I did it. And after doing it, I discovered that there was nothing to be frightened of. I felt tired midway, and almost didn't complete my mission because I felt afraid halfway, when I looked further out and saw, clearly, just how vast and expansive the sea was; and I didn't realise how much distance I was about to cover until I started swimming.

Nevertheless - I didn't want this to be yet another disappointment in my life; I didn't want to think back to this day and remember only the moment when I made the choice to give in to fear and gave up on what I set out to do. And so I did it. And it felt so good. Even if it wasn't objectively a big deal, it was a big deal - a huge deal - to me: doing something that I have always wanted, but which I have not done because I was too afraid.

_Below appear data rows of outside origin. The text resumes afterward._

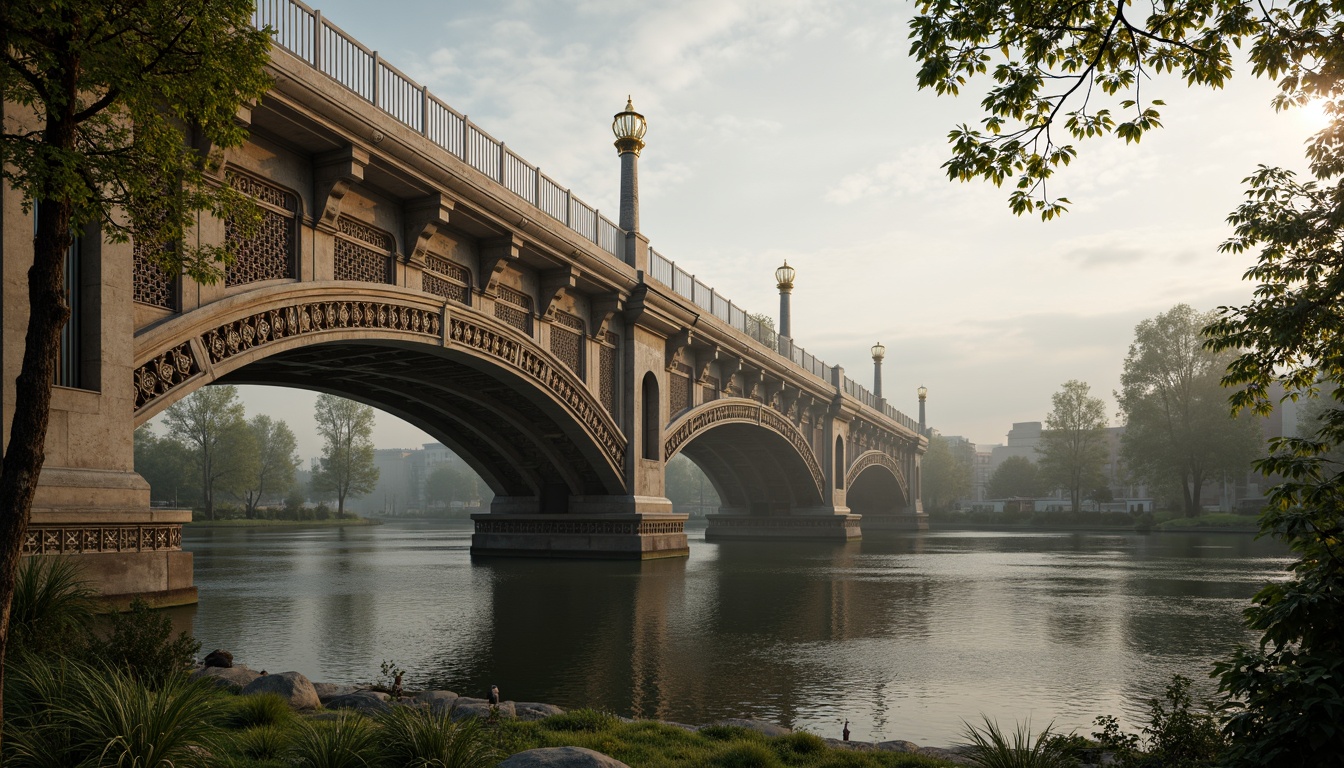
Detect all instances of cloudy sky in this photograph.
[159,0,1316,456]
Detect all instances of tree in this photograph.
[919,434,972,511]
[136,424,194,504]
[1116,304,1261,516]
[164,386,258,521]
[0,0,270,737]
[1036,379,1106,512]
[243,414,300,519]
[985,456,1043,499]
[313,394,378,516]
[911,0,1344,767]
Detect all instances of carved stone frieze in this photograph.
[663,399,825,498]
[448,317,626,469]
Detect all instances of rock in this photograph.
[313,683,359,705]
[714,717,793,736]
[513,701,564,720]
[496,746,630,768]
[450,695,517,722]
[323,691,392,716]
[204,648,234,668]
[191,664,261,693]
[242,673,323,709]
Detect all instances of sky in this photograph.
[152,0,1320,457]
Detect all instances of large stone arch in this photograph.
[845,451,910,519]
[664,398,825,514]
[134,282,628,497]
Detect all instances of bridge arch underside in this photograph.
[669,422,823,516]
[845,464,910,516]
[155,339,626,514]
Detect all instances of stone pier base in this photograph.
[472,512,691,560]
[863,512,929,533]
[704,514,868,541]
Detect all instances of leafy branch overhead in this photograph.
[910,0,1344,219]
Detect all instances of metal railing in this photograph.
[253,0,626,261]
[253,0,918,430]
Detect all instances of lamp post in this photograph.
[774,258,797,339]
[612,97,649,233]
[918,386,929,434]
[868,342,887,398]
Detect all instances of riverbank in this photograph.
[183,518,383,530]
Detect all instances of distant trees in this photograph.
[1036,379,1106,512]
[313,394,378,516]
[1116,304,1261,516]
[164,386,257,521]
[243,414,300,519]
[919,434,972,511]
[985,456,1046,499]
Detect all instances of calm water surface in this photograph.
[177,523,1288,745]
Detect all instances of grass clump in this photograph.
[224,693,294,728]
[378,706,500,768]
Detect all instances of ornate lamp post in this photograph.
[774,258,797,339]
[868,342,887,397]
[612,97,649,231]
[917,386,929,434]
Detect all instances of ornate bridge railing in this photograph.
[253,0,917,429]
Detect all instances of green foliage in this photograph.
[985,456,1046,499]
[288,713,378,768]
[224,693,294,728]
[542,709,621,733]
[1038,379,1106,512]
[90,597,200,687]
[4,662,215,768]
[964,717,1077,768]
[313,394,378,516]
[1116,304,1261,516]
[9,557,94,658]
[378,706,500,768]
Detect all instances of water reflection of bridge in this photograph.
[15,0,926,603]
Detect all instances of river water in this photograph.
[176,523,1288,745]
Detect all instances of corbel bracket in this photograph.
[481,234,523,296]
[665,328,695,371]
[540,265,579,320]
[313,145,368,231]
[589,292,629,340]
[402,192,453,268]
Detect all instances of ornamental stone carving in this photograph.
[663,398,827,498]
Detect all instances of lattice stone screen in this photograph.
[551,312,586,379]
[335,217,392,284]
[495,285,532,336]
[421,256,472,307]
[597,331,621,418]
[224,172,298,285]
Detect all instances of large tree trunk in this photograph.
[0,188,74,747]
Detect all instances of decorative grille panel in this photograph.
[495,285,532,336]
[421,256,472,305]
[551,312,585,379]
[224,172,298,285]
[132,241,177,309]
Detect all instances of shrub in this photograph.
[9,557,95,656]
[90,597,200,686]
[378,706,501,768]
[224,693,294,728]
[964,716,1075,768]
[4,662,215,768]
[542,709,621,733]
[289,713,378,768]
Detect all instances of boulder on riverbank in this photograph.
[496,746,630,768]
[191,664,261,693]
[242,673,323,709]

There's almost a lesson to be learned there. No, scratch that - there is a lesson to be learned there. I love writing as much as I am afraid of it; more precisely, I am afraid of the setbacks and the potential failure. Writing is like swimming the distance of the shore to that precise point of the sea where I touched the rubber ball, except it is even more than that. It is creating the singular moment of sheer bliss and perfection over and over again, creating magic every time I put words to paper, or produce words on an electronic screen. It seems a travesty that I have avoided the only thing that makes me feel alive so studiously and religiously; but I am what I am. I avoid things. I avoid things until the consequences pile up and I'm left to sort through the mess that I have created. This is what I think I have done to myself and my writing. By doing absolutely fuck all about it, I have gradually and inadvertently and even negligently backed myself into a dusty, mildewy corner where there is no sunlight, no inspiration; just the tired, querulous whining of someone who is too damn afraid.

I need to do this. It's the only thing that I want. This trip has brought all this out and I feel like I can't go back to the way things were: the cavalier avoidance, the careless nonchalance, the not trying. I don't know what I'm doing with my life because I know what I want to do and yet I don't do anything about it. What is wrong with me? I need to stop doing this to myself.


On another note, the perfection of all this kills me. This feels like a dream - this trip, being in this hotel room, listening to the wind screeching against my hotel window with a beautiful boy next to me. It feels unreal. I can't help but feel it inevitable, the large looming shadow of the tiny island on which I live, eager to grab me by the throat and drag me back to its claustrophobic shores. Maybe I am too negative; maybe my period is around the corner. Whatever it is, I am haunted by a sense of finality; and I can't adequately put into words how heartbreaking it is.


It's not just about leaving the city that I love. It's about the boy too. He is not perfect, but sometimes I feel like he is. He makes me so happy - and that is exactly what makes me sad.